Résumé
(Marissa W Mitchel, Stefanie Turner, Lauren K Walsh, Rebecca I Torene, Scott M Myers, Cora M Taylor)
- Les chercheurs ont étudié les caractéristiques linguistiques, motrices, cognitives, adaptatives et comportementales des participants au programme Simons Searchlight atteints du syndrome lié au gène MED13L. Ils ont également inclus des données de recherche recueillies en personne en 2022 lors d'une conférence sur la famille et la recherche MED13L.
- Le langage et la parole sont deux choses différentes : le langage désigne le sens, la structure et la manière dont une personne utilise les mots, tandis que la parole désigne le mouvement physique et la coordination des lèvres, de la langue et de la respiration pour produire des sons.
- Cette étude a porté sur 17 personnes présentes à la conférence en personne et 67 participants en ligne présentant des variants MED13L probablement pathogènes et pathogènes.
- Tous les participants présents en personne souffraient d'un trouble moteur de la parole, tel que l'apraxie verbale infantile, la dysarthrie, ou les deux. L'apraxie verbale infantile est un trouble de la parole causé par un problème de communication entre le cerveau et les muscles utilisés pour parler. La dysarthrie est un trouble de la parole qui survient lorsque les muscles utilisés pour parler sont paralysés ou affaiblis. Tous les participants présentaient une déficience grave en matière de langage réceptif (capacité à comprendre le langage) et de langage expressif (capacité à s'exprimer).

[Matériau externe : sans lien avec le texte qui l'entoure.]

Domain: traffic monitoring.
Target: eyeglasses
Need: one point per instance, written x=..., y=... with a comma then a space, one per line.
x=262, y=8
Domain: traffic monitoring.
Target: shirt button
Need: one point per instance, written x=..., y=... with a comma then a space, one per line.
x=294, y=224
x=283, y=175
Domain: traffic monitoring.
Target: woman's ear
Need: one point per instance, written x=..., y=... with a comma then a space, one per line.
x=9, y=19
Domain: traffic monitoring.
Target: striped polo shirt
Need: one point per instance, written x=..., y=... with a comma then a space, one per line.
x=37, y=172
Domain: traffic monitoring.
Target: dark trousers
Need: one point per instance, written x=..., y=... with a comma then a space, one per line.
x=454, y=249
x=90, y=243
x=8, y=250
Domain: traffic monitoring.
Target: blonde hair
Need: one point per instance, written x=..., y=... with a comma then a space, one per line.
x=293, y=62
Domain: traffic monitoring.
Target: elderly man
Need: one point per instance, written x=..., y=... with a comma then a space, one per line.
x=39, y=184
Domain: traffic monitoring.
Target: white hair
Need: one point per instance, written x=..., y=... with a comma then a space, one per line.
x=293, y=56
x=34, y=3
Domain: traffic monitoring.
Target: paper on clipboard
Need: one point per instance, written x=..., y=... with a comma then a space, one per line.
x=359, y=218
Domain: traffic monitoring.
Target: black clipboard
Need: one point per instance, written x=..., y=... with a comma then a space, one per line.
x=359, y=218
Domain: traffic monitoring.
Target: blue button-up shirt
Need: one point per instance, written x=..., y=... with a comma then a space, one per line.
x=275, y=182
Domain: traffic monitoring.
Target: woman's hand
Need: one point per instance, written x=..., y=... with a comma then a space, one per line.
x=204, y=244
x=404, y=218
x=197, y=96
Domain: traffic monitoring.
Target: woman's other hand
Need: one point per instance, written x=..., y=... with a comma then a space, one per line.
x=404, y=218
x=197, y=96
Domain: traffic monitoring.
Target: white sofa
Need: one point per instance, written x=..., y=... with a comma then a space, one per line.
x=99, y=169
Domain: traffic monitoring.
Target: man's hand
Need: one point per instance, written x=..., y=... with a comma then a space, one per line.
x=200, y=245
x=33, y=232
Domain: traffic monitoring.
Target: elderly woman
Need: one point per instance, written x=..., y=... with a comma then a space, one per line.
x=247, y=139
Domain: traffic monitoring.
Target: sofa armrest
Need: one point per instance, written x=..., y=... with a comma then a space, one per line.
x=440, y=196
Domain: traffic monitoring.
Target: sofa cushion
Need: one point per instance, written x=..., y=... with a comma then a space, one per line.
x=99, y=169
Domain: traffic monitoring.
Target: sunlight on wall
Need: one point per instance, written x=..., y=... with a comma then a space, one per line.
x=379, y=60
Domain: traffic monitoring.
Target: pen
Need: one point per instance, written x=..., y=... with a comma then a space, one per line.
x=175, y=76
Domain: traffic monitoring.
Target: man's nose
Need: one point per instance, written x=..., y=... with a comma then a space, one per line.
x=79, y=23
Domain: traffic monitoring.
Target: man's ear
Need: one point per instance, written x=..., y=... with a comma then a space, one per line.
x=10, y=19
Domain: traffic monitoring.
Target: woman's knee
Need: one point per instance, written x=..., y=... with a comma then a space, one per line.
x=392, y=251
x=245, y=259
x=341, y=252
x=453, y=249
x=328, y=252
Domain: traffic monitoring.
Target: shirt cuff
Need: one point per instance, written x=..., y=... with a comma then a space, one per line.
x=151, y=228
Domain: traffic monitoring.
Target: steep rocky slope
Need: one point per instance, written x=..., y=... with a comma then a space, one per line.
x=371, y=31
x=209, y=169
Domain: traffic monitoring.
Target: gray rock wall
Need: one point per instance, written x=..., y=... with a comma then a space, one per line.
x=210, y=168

- Tous les participants présents en personne avaient une déficience intellectuelle et, lorsqu'il était possible de les évaluer, leurs scores de QI non verbal étaient supérieurs à leurs scores de QI verbal. Ils présentaient également des déficits d'intégration visuo-motrice.
- La plupart des participants à l'étude Simons Searchlight atteints d'un syndrome lié au gène MED13L ont déclaré souffrir d'un trouble du langage (65 personnes sur 67, soit 97 %). Un enfant sur trois présentait un langage minimal ou était non verbal après l'âge de 4 ans.
- L'évaluation en personne des déficits moteurs globaux et fins était comparable à celle rapportée dans le cadre de la collecte de données en ligne.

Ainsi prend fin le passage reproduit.